Бекетт сделал пометку, потом сказал:
– Вы приняли ванну.
– Это было странно. Казалось, что вода никак не нагреется как следует. Я думала, что это проклятые сантехники, но была туча пара, и кожа у меня покраснела. Хотя мне было холодно.
«Сенсорное искажение», – записал Бекетт, потом:
– Вы не обливались холодной водой?
– Нет. – Фосс медленно качнула головой из стороны в сторону. – И я была голодна. Я съела два завтрака. Я думала, это просто весь этот беспорядок и… вы знаете.

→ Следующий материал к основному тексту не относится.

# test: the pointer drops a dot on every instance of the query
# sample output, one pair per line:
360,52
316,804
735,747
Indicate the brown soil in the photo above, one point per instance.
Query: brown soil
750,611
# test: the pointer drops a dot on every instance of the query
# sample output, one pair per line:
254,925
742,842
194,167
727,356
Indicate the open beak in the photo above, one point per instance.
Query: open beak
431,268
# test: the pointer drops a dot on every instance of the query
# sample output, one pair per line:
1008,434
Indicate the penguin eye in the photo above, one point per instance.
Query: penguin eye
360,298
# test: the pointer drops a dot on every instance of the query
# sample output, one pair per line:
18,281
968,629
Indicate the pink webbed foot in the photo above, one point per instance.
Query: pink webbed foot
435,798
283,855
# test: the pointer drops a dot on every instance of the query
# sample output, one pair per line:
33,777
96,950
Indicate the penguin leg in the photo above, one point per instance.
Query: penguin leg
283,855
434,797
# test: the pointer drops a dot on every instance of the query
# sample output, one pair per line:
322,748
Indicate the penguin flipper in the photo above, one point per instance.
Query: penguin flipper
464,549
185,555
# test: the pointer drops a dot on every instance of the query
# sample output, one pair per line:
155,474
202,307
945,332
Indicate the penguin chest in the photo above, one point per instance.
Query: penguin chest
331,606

– Вы не щупали себе пульс?
– Не думаю. Я не помню. Господи, меня это обеспокоило, так много есть. Меня всегда тревожит набираемый вес. Куда вы поместили Дорену?
– Чуть дальше по коридору. Мы поставили ультрафиолетовые излучатели и антисептические распылители в проходе между комнатами. Мы решили, что это хорошая идея… просто на всякий случай.
– На случай, если одна из нас получила порцию чумы, а вторая нет. Хорошая мысль. Что это за дрянь в капельнице?
– Просто раствор Рингера. Мы собираемся попробовать немного новой крови. Вам нужна лейкоцитарная стимуляция.
– Значит, она уже добралась до костного мозга.
– Мы в этом не уверены.
– Как только я увидела то белое пятно у себя на лодыжке, Билл, думаю, что уже тогда все поняла. У меня кишки стали, словно комок льда. Но мне не хотелось об этом думать. Вы заметили пятно у Дорены на руке?
– Да.
– Сделайте основательное вскрытие, – сказала Фосс. – Отыщите все, что сможете. – Она закрыла глаза, потом снова открыла.
– Я долго была без сознания?
– Секунду.
– Нет! Когда вы принесли меня сюда?
– Около часа.
– Это обрушилось, словно тонна кирпича, – сказала Фосс. – Я помню, как вы сажаете меня на край кровати, чтобы помочь надеть халат, а потом – ап!
– У вас упало давление.
– Я так и думала. А что с другими женщинами в ДИЦ? Это распространяется?
– Боюсь, что так.
– Дерьмо! – Она помолчала мгновение, потом: – Билл, не думаю, что от вашей антисептической обработки будет много толку. Я думаю, что носителями являются мужчины.
– Боюсь, что вы правы, – Бекетт откашлялся.
– Какая температура?
– Сначала был жар, а сейчас снижается – девяносто девять и семь десятых. – Бекетт посмотрел на монитор. – Сердцебиение сто сорок.
– Собираетесь попробовать наперстянку?
– Я заказал немного ланоксина, но мы еще обсуждаем это. На Дорену он не слишком подействовал.
– Вскрытие, – прошептала Фосс. – Ищите фибробласты.
Он кивнул.
– Боже, – сказала она. – В печени ощущения, как в использованном футбольном мяче.
Бекетт сделал пометку.
– Вы пробовали интерферон… Дорене? – прошептала Фосс.
– Да.
– И что?
– С тем же успехом можно было применять дистиллированную воду.
– Я заметила, что моя сиделка – мужчина. Насколько плохо обстоят дела с другими женщинами?
– Плохо.
– Что вы делаете?
– Мы перекрыли все помещения. Нам повезло, что этот комплекс строился так, чтобы противостоять радиоактивному заражению.